Furthermore, our study shows a gender-based HBV titer difference. A sex-difference in antibody response—in which female was greater than male—was previously reported in the literature [50]. As immunity has been observed to be sexually dysmorphic [51] in both animals and humans, it might be expected that sex differences in immune responses would be observed also with the HBV vaccine in humans.

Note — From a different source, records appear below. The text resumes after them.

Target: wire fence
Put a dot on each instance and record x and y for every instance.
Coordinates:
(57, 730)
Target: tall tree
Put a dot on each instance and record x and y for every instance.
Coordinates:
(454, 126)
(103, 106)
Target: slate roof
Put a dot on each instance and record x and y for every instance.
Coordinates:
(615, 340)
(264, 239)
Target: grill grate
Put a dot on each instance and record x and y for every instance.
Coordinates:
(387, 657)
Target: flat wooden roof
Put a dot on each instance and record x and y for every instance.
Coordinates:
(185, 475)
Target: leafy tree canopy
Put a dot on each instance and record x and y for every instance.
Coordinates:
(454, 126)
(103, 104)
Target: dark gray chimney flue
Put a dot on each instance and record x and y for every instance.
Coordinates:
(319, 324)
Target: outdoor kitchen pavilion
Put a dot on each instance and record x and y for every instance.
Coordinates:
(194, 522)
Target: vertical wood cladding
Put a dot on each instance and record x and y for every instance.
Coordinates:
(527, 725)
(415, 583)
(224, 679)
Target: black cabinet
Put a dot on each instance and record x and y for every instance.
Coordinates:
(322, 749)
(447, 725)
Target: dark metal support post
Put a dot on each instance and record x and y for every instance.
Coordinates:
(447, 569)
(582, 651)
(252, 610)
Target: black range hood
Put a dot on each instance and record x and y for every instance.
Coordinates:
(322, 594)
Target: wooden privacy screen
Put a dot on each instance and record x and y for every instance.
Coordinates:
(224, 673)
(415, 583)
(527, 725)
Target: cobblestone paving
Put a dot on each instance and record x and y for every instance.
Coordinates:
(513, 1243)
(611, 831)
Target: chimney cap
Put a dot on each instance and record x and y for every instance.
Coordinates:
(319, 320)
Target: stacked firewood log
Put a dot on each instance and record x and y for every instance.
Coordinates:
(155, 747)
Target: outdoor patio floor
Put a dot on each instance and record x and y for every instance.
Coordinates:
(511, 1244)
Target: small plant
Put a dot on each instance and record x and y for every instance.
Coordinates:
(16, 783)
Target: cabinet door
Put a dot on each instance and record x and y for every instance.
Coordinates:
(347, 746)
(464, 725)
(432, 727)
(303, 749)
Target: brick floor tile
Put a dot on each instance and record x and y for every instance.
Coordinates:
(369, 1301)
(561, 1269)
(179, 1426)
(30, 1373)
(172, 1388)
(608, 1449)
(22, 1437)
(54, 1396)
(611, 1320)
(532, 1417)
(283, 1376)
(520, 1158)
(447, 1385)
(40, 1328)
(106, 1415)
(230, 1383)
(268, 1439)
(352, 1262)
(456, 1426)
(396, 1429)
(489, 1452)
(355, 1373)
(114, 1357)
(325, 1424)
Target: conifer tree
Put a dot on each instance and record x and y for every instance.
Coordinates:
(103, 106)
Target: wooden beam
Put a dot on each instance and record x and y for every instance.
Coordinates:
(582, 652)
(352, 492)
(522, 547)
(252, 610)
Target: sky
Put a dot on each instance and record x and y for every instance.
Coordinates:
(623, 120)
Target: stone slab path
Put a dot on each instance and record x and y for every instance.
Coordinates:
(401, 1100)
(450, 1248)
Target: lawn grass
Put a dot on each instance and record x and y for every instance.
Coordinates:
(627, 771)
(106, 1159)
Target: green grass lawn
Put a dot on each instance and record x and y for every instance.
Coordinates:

This research has some limitations: It was a retrospective, observational study, and we had no data available on the formulation and dosage of the primary series vaccination. Moreover, not all of the seronegative HCWs returned to receive the booster dose and this fact could have influenced the outcomes. Since we did a cross-sectional study, we cannot validate the hypothesis that the decrease in subjects vaccinated in infancy is faster than that of those vaccinated in adolescence, because we could not test the trend of antibody titer in the same subject over time.

5. Conclusions

This investigation offers additional knowledge and reflections on the persistence, in people, of anti-HBV immunity approximately two decades after vaccination from early childhood. The outcomes of our study shows a substantial percentage of HCWs having a non-protective anti-HBs titer at the time of first employment (mostly in those vaccinated at birth age). Nevertheless, the response to a booster dose in those subjects demonstrates that it is due the physiological decline of antibodies over years and that the primary immunization at childhood is highly effective and provides a long-lasting immunity against HBV infection. In our study, according to data from the literature, vaccine responder HCWs do not need a retesting for at least twenty years after evidence of a protective anti-HB titer at the post-vaccination test.